O que se mantém desde o passado pode continuar sendo bom, mas obviamente isso depende das circunstâncias. Há situações nas quais os vinhos novos não podem mais ser colocados em odres velhos.

O fato é que mesmo as coisas mais tradicionais podem mudar, ainda que gradativamente e quando necessário. Afinal, se os valores antigos fossem sempre os melhores, viveríamos ainda na idade das cavernas.

Por que celebrar o Natal

Sempre ouvi, de pessoas que passam por momentos tristes em suas vidas, ou de outras que acreditam não haver muita felicidade nelas, ou simplesmente de quem diz não ver muito sentido nessa data, que preferem não “comemorar” o Natal.

Como querendo afastar-se de qualquer tipo de celebração, crendo que essa data só é válida se for passada como um festejo, essas pessoas escolhem ignorá-la, ou, no máximo, minimizá-la, transformando-a quase em uma data comum.

São esses que dizem que o Natal é besteira, que é um dia sem importância e que falam que apenas se reúnem nesse dia por causa das crianças ou por pressão dos familiares.

O que eu respondo para gente que pensa assim é que o Natal não é bem um festejo, nem mesmo uma comemoração.

Na verdade, o Natal tem duas características essenciais: é um memorial, ou seja, uma lembrança, mais ou menos ritualística, de um fato específico – no caso, o nascimento de Cristo; além disso, o Natal é também uma tradição, ou seja, algo que se faz, por séculos, no Ocidente e que, de alguma maneira, mantém viva sua história e personalidade.

Ninguém precisa estar feliz para celebrar o Natal, nem mesmo achar que essa deve ser uma data para encontrar-se alegre. Não é preciso beber muito, nem comer muito, nem encontrar-se com os amigos e familiares para se divertir.
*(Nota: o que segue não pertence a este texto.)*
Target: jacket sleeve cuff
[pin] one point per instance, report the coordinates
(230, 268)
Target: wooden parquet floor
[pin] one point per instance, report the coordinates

O mais importante do Natal é manter viva nossas raízes, lembrando-se, a cada ano, de que foi o nascimento de um homem que permitiu e forneceu-nos os elementos para que fôssemos o que somos – como indivíduos e como povos.

Ignorar o Natal é quase como virar as costas para a própria herança e querer viver neste mundo como um ser isolado.

Celebre o Natal, sim! Do seu jeito, conforme seu estado de espírito. Só não deixe passar em branco uma data tão importante para você e para todos nós que nos orgulhamos de sermos civilizados.

Tradição e instinto

É comum ver gente inteligente criticando a forma como assimilamos as tradições, tentando dar a entender que, ao fazermos isso, estamos agindo sem pensar, apenas repetindo padrões já determinados. Há até um vídeo, bastante conhecido, que mostra uns macaquinhos agindo dessa maneira. Acreditam assim que estão levando seus ouvintes a defender a razão.

Não entendem, porém, que a razão humana não é algo que existe sem uma causa e que ela é também parte de um desenvolvimento e, nesse prisma, só existe como fruto das tradições e dos costumes. Sem eles, com efeito, seríamos apenas instinto e, consequentemente, não haveria razão alguma para defender.

Por isso, quando alguém, ao criticar o conhecimento herdado, pensa estar reivindicando liberdade, na verdade está promovendo o exato oposto dela: o cárcere da irracionalidade.

Involução anti-hobesiana

Criticar as tradições e a ordem estabelecida, tendo-as por males, reivindicando uma liberação dos instintos, é a conclamação de uma vida sem sociedade. É a promoção da involução anti-hobesiana.